Monthly Archives: November 2009

Hidden Napa Valley back country

A small reservoir on a bend of Redwood Creek in Napa.

The mountains and vineyards of Napa Valley are some of the area’s best known scenic beauty, but if you know where to look you can find gems of more wild scenery.

One spot is tucked away in the far corner of a small valley carved through the mountains by Redwood Creek. A couple of buddies and me hiked to Devils Well, a small chain of waterfalls that make a dramatic fall down a ravine.

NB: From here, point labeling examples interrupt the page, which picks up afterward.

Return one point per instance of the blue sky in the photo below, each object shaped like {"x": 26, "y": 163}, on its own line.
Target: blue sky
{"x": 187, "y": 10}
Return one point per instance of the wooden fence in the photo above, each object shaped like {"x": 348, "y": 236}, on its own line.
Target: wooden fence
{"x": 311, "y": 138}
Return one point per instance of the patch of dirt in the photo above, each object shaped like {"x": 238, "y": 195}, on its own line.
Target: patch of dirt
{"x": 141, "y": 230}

The land is managed by the Land Trust of Napa County, which has maintained a good trail. The trek starts out in a redwood grove and after a steep, initial climb you amble through more redwoods and oaks until you reach the falls. When we made our trip the falls were just a small trickle, but it’s still an impressive sight. The “well” is a natural pool that has been created by a waterfall in a small cleft of rock. You stand in what is like a small natural amphitheatre surrounded by towering cliffs. The creek flows out of the well before plunging another 100 feet down to another pool.

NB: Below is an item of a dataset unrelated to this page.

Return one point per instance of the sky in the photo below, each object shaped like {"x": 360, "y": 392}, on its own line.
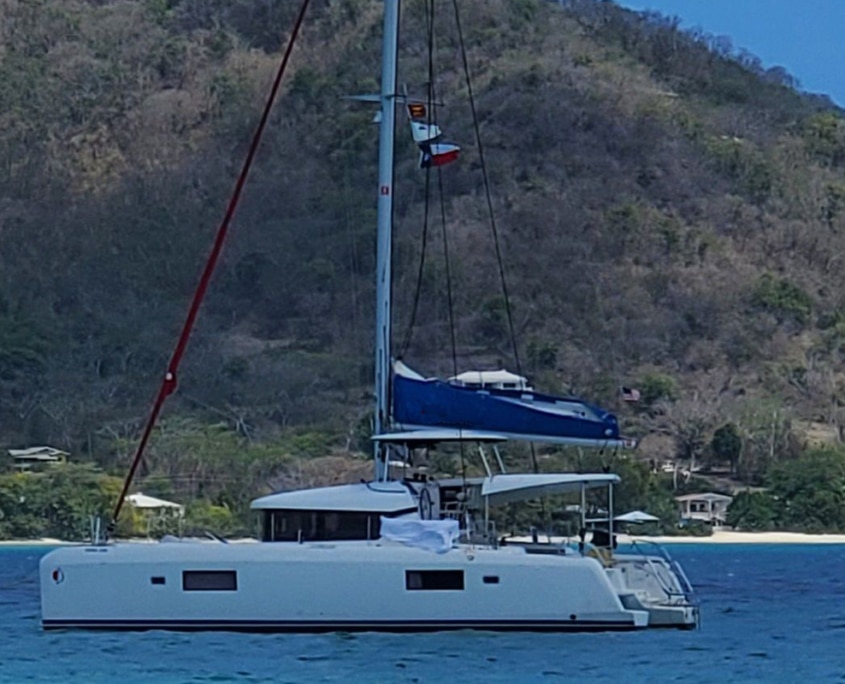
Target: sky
{"x": 802, "y": 36}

The trail begins in a grove of redwoods.

My friend John grew up in the area and recalled jumping into Devils Well when he was a teenager and not being able to touch the bottom.

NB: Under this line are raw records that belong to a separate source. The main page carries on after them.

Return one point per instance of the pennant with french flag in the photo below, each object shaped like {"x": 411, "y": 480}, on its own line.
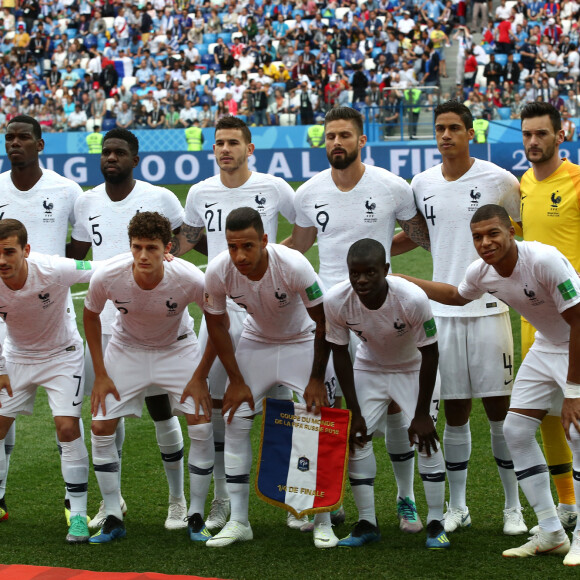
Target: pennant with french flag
{"x": 303, "y": 459}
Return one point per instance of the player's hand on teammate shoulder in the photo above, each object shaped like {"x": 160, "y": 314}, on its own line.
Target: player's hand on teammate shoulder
{"x": 5, "y": 384}
{"x": 422, "y": 431}
{"x": 198, "y": 390}
{"x": 316, "y": 395}
{"x": 102, "y": 387}
{"x": 570, "y": 415}
{"x": 236, "y": 394}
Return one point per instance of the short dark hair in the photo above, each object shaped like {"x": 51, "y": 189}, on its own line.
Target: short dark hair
{"x": 124, "y": 135}
{"x": 231, "y": 122}
{"x": 12, "y": 227}
{"x": 539, "y": 109}
{"x": 150, "y": 225}
{"x": 489, "y": 211}
{"x": 243, "y": 218}
{"x": 36, "y": 129}
{"x": 346, "y": 114}
{"x": 453, "y": 106}
{"x": 368, "y": 249}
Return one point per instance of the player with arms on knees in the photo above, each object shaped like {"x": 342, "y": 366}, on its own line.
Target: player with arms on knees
{"x": 208, "y": 204}
{"x": 43, "y": 348}
{"x": 550, "y": 196}
{"x": 44, "y": 202}
{"x": 447, "y": 195}
{"x": 396, "y": 360}
{"x": 540, "y": 283}
{"x": 282, "y": 343}
{"x": 101, "y": 218}
{"x": 153, "y": 343}
{"x": 343, "y": 204}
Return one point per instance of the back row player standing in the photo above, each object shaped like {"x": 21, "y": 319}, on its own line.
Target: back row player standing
{"x": 339, "y": 206}
{"x": 44, "y": 202}
{"x": 101, "y": 219}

It being about 55 degrees when we were making our recent hike, my friends and weren’t about to jump into the water. While it was chilly, the sun was still shining bright and we would often pause in clearings to warm up in the sunshine. During one pause we noticed that the ground was covered with ladybugs. The trail to Devils Well may be a little short, but around every bend there was great things to see in the details. John had mentioned he thought it was the time of year when ladybugs would be hatching, and it was just amazing to see everything on the ground covered in the small, red insects.

A hatch of ladybugs.

A hatch of ladybugs.

Parts of the trail do require you to scramble over boulders and through tight crevices, so you need to be in moderate shape to make the walk. Thankfully all the work pays off with a great reward, being able to enjoy the beauty of the well.

On our return trip we stopped by a small reservoir on the creek and skipped stones. It was a fun end to a great day hike.

Access is through permission from the land trust. The trail is a little small, so if you do find yourself behind another group it’s best to pause and keep some distance.

Here are some more pictures from the hike:

A slug hangs off the side of a rock.

A slug hangs off the side of a rock along the trail.

Approaching the cliffs that surround Devils Well.

More ladybugs!

Walking into the entrance to the well.

Bennie perched on a cliff above the ravine.

John and Ben standing near the well.

The view down the ravine.

Everybody had their cameras out all day.

Everyone had their cameras out all day.

Further downstream, one can also explore a small reservoir created near a bend of the creek beneath a huge boulder.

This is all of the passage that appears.